By Suzanne McGee
PROVIDENCE, Rhode Island, April 20 (Reuters) - Investment research and analysis provider Morningstar Inc. is the latest index provider to consider revising its approach to designing its market indexes in light of SpaceX's outsize pending initial public offering.
Elon Musk's space transportation and exploration business is on track to issue as much as $75 billion of stock in an initial public offering that could value the company at $1.75 trillion, making it by far the largest IPO ever
recorded and raising unprecedented challenges for investors about how and whether to add it to their portfolios.
Morningstar, eyeing not only the pending SpaceX launch but also other similarly mammoth deals from companies like Anthropic and OpenAI later this year, said it will introduce what it refers to as an alternative way to gauge liquidity of these "unicorns" immediately following their debuts. This would address what is known as the free float requirement, or the requirement that a new public company have a minimum number of shares publicly available for trading.
Morningstar said its CRSP Market Indexes will "undergo enhancements to introduce an alternative liquidity screen", making it possible to add SpaceX and other giant IPOs to these benchmarks more rapidly. The funds that use the CRSP indexes as a portfolio benchmark include Vanguard's $607 billion Total Stock Market ETF.

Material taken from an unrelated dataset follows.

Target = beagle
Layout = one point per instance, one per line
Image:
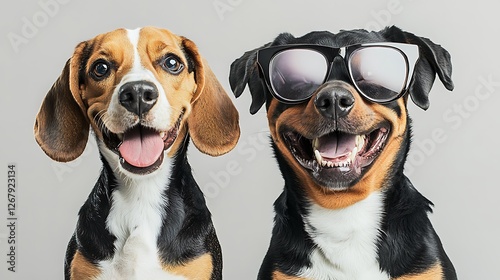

"Index providers must evolve eligibility rules to keep their benchmarks relevant to new market realities," a company spokesman said in an e-mail to Reuters.
Morningstar is the latest firm to wrestle with how to deal with this year's crop of pending IPOs from market giants like SpaceX. Current guidelines were established when U.S. IPOs tended to be of smaller companies, often still unprofitable, with limited track records and revenue. Companies like SpaceX, however, are waiting until they are older or much larger to go public, and index and exchange executives say that requires a new approach on their part.
Nasdaq plans to alter the rules governing the makeup of its Nasdaq-100 Index to allow companies meeting certain criteria to be added to the mix in a fast-track process. That would cut any delay in adding newly listed companies from several months to only 15 days, Nasdaq told Reuters.
Separately, S&P Dow Jones Global Indices is contemplating adjusting its own rules regarding the Standard & Poor's 500-stock index and other products, according to a report from Bloomberg in mid-March. The current S&P rules require 10% of a company's stock to trade freely. A spokesperson for S&P Dow Jones Global Indices declined further comment.
Not all investors welcome these moves, however.
"The fact that some of these indexes may be lowering their standards in order to include exposure to the explosion of big growth IPOs that nobody wants to miss out on owning, is concerning," said Mark Malek, chief investment officer at Siebert Financial.
"Size isn't everything. I look to these index providers to make sure that the stocks they include meet some kind of standard, and I'm not sure that some of the proposed changes will allow for that."